Artificial Intelligence (AI) is reshaping how we work with large datasets in real estate—whether it’s financial models, rent rolls, valuations, or lease contracts. But as useful as tools like ChatGPT and Claude are, there’s a big challenge: how do we safely use AI with confidential or sensitive data?
This question was at the heart of a recent webinar presented by Jason, who walked us through the strengths, weaknesses, and practical applications of Retrieval Augmented Generation (RAG) for real estate professionals.
The Problem: AI Meets Confidential Data
AI models, or LLMs (Large Language Models), are powerful for tasks such as:
- Summarizing reports and contracts
- Extracting clauses (e.g., rent escalations in leases)
- Drafting investment memos and due diligence notes
- Answering “what-if” scenario questions
But the catch? Many popular AI platforms are public, meaning any sensitive information fed into them risks being stored or leaked. For industries like real estate finance, where compliance and confidentiality are critical, that’s not an acceptable risk.
Three Approaches to Using AI Securely
Jason outlined three main ways organizations can use AI while managing security risks:
1. Public LLMs (ChatGPT, Claude, etc.)
The simplest approach: upload your data, ask questions, and get quick answers. Great for non-confidential tasks, but not suitable for sensitive client information.
2. Hybrid RAG Approach
Here, you use an AI model via its API but augment it with your own dataset stored in a secure vector database. Instead of uploading all your documents, you only feed in the relevant pieces of data at query time.
- Example: Extracting escalation clauses from a local lease database without uploading the whole dataset to ChatGPT.
- Advantage: More control and confidentiality.

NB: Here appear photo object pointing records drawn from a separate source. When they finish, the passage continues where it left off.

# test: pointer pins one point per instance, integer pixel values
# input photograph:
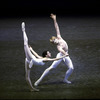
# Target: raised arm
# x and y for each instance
(56, 25)
(35, 54)
(54, 59)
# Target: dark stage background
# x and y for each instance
(17, 8)
(79, 22)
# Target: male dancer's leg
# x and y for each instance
(54, 65)
(68, 62)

3. Running Your Own LLM Locally
For maximum security, companies can host their own AI models on local servers or private cloud infrastructure. Tools like Ollama allow organizations to download and run models themselves, combining them with RAG for context-aware answers.
- Advantage: Complete control, no reliance on third-party providers.

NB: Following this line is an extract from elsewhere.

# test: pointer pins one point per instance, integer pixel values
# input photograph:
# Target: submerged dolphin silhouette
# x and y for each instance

- Trade-off: Performance and cost. Running a high-quality LLM locally requires significant computing power and can be expensive compared to using cloud-based services.
What Exactly is RAG?
RAG (Retrieval Augmented Generation) is a technique where the AI model is “augmented” with your proprietary data before generating a response.
Here’s how it works:
- Indexing: Break confidential data (leases, valuations, reports) into chunks and convert them into numerical “embeddings.”
- Storage: Store those embeddings in a vector database—a lightweight, highly optimized format.
- Querying: When you ask a question, the system retrieves only the most relevant pieces of your data.
- Prompt Construction: The retrieved context is combined with your question and sent to the LLM.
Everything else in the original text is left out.